I have seen qualified archers make any bow they shoot shine, and I've seen archers that are avid but not great make good bows look like blunderbuss guns patterns. 

Bottom line; I have certain amount of $$ to spend, and which ever bow jumps in to that void and fills it, it will be with me for at least 6 months.  I try fall in love with every bow, but not marry it. 
I enjoy all the comments, even those from Virginia's pimple WVA . :becky: its all good and in fun.


----------



## redman (Feb 22, 2003)

give the pse dominator pro a look


----------



## RatherBArchery (Oct 31, 2006)

If used is an option look at a 2012 Supra, you can usually pick them up cheap enough!! Good thing about a PSE is you do not need to worry about finding one with the correct cams for your DL, just get one with the limbs you want and move the mod's were you want them and shoot  How do you like them apples


----------



## mag41vance (Mar 13, 2008)

redman said:


> give the pse dominator pro a look


Very nice bow.

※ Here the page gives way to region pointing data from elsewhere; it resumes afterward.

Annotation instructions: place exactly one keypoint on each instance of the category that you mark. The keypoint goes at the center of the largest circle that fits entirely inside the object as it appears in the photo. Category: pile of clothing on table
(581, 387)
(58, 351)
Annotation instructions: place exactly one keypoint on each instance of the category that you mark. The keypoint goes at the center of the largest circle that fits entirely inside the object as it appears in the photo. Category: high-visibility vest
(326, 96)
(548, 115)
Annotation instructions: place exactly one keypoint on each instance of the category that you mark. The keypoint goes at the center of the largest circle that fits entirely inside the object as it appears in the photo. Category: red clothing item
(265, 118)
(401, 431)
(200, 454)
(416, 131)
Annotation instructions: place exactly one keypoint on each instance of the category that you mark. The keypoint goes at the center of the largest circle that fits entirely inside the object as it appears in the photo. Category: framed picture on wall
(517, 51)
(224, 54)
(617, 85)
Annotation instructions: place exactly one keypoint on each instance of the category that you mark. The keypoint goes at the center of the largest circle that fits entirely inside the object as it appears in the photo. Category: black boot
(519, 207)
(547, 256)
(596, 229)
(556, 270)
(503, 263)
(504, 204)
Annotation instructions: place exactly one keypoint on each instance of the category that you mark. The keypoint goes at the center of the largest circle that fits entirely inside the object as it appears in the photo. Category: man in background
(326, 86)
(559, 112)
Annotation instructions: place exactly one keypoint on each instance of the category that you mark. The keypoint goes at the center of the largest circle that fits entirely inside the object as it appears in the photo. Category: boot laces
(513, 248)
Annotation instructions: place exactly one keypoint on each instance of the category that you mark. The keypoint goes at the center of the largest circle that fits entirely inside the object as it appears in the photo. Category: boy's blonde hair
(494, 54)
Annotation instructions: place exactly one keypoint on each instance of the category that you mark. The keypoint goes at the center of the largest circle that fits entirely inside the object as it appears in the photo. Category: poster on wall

The best I've owned so far. :becky:


----------



## mag41vance (Mar 13, 2008)

RatherBArchery said:


> If used is an option look at a 2012 Supra, you can usually pick them up cheap enough!! Good thing about a PSE is you do not need to worry about finding one with the correct cams for your DL, just get one with the limbs you want and move the mod's were you want them and shoot  How do you like them apples


I have owned PSE bows since 1982 on and off. Never a complaint. I just like to test the new or used offerings from time to time.


----------



## Triangle FS (Dec 28, 2009)

Hey Vance wish I had known you where looking for a good apple. I have 2 VE pluses looking for a good home.


----------